O diretor administrativo do Corinthians, Eduardo Caggiano, acusado de participar de esquema para compra de votos, acaba de ser beneficiado por decisão liminar da 1ª Vara Civil do Tatuapé, retornando à disputa eleitoral do Corinthians, pela qual concorre ao cargo de conselheiro do clube.
Na sentença, o juíz Paulo Guilherme Amaral Toledo entendeu que a Comissão Eleitoral do clube agiu com cerceamento de defesa.
“Trata-se de pedido de tutela antecipada, em caráter antecedente, no qual o autor pretende que lhe seja assegurado o direito de participar de processo eleitoral em curso perante o requerido e do qual ele foi alijado por decisão do Presidente do Conselho Deliberativo do Clube, que acolheu relatório da Comissão Eleitoral.
Nos termos do art. 300 do CPC, para a concessão das tutelas de urgência são necessários dois requisitos básicos, a probabilidade do direito e o perigo do dano ou o risco ao resultado útil do processo.
No caso dos autos, alega a parte autora, entre outros fundamentos, que não lhe teria sido resguardado o direito à ampla defesa e ao contraditório e há nos autos elementos que indicam ter havido, ao menos em tese, o aludido cerceamento.
Com efeito, a análise dos autos da sindicância administrativa (fls.90/156) e do relatório da Comissão Eleitoral (fls. 157/167), indica que, embora o autor figurasse desde o início da Sindicância, como partícipe dos fatos a serem averiguados, ele não participou diretamente da colheita da prova testemunhal e somente foi intimado a apresentar defesa após o término da oitiva das testemunhas e dos demais envolvidos, aplicando-se o denominado “contraditório diferido”, conforme destacado a fls. 162.

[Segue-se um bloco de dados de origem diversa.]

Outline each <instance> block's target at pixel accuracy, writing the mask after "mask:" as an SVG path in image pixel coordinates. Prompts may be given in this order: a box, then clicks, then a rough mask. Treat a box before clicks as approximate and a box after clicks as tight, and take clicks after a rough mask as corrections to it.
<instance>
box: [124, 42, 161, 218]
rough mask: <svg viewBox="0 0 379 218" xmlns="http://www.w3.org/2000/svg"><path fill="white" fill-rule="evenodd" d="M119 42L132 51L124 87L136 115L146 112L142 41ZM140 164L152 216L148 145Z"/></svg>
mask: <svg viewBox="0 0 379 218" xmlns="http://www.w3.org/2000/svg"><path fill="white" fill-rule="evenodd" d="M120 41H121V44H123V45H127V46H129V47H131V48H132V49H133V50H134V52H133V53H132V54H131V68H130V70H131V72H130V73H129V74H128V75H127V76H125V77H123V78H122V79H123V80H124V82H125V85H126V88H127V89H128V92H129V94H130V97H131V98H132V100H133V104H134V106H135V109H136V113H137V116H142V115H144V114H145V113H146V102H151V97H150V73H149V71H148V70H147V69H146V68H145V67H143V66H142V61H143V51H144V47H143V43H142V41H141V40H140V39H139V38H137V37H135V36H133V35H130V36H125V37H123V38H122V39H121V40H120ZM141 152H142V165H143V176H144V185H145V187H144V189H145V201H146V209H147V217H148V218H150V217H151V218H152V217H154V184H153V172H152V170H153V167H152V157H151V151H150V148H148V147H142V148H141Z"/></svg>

Ocorre que o Estatuto do requerido contém procedimento específico para a apuração de infrações praticadas por seus associados (art. 33 fls. 45/46) e exige, entre outras formalidades, a notificação prévia para apresentação de defesa escrita, real oportunidade de participação da colheita de provas e prévia intimação para a sessão de julgamento.
Estes cuidados, ao que parece, não foram observados no procedimento que culminou com a punição do autor que, conforme já salientado, não foi intimado a apresentar defesa prévia ou para acompanhar a colheita das provas utilizadas para afastá-lo do processo eleitoral.
Embora o dispositivo em questão diga respeito apenas a infrações disciplinares, à mingua de outro regramento, não poderia a Comissão Eleitoral ter se desviado das diretrizes traçadas no Estatuto, as quais asseguram o amplo exercício do direito de defesa e do contraditório, mormente porque não havia urgência ou risco para a colheita de provas ou para as investigações que legitimassem a aplicação do contraditório diferido, medida excepcional.
Assim, ao menos quanto a este fundamento, está presente, em tese, a probabilidade do direito do autor.
De outra parte, o risco ao resultado útil do processo e a probabilidade de dano ao requerente são evidentes porque uma vez que concluído o processo eleitoral sem a sua participação eventual procedência da demanda de nada lhe valerá.
Em contrapartida, não há risco de irreversibilidade da medida caso a demanda venha ser julgada improcedente, caso em que o autor poderá ser excluído de suas funções caso venha a ser eleito, o que é mera hipótese.
Por tais motivos, reputo presentes os requisitos do art. 300 c.c. o art. 303 do Código de Processo Civil e defiro a antecipação de tutela para suspender os efeitos da decisão do Presidente do Conselho Deliberativo do requerido que declarou o autor inelegível e para autorizar a participação do requerente como candidato ao Conselho Deliberativo na condição de integrante da chapa “Renovação e Transparência nº 10”.
Determino que cópia desta decisão se preste de ofício a ser encaminhado ao Presidente do Conselho Deliberativo, ao Presidente da Comissão Eleitoral de 2018 e ao requerido para que seja dado imediato cumprimento à tutela deferida.
Se necessário, fica desde logo deferida a expedição de mandado de intimação às pessoas supramencionadas para o imediato cumprimento da medida, autorizada a distribuição a Oficial de Justiça de plantão, dada a proximidade do pleito.
Nos termos do parágrafo primeiro do art. 303 do CPC, aguarde-se por quinze dias a complementação da petição inicial e oportunamente expeça-se carta de citação ao requerido para que apresente resposta no prazo legal.”
Trata-se de mais um vexame, amparado em arbitrariedade, protagonizado por uma Comissão Eleitoral formada, em grande maioria, por desembargadores de justiça, referendada pelo presidente do Conselho Deliberativo, também desembargador.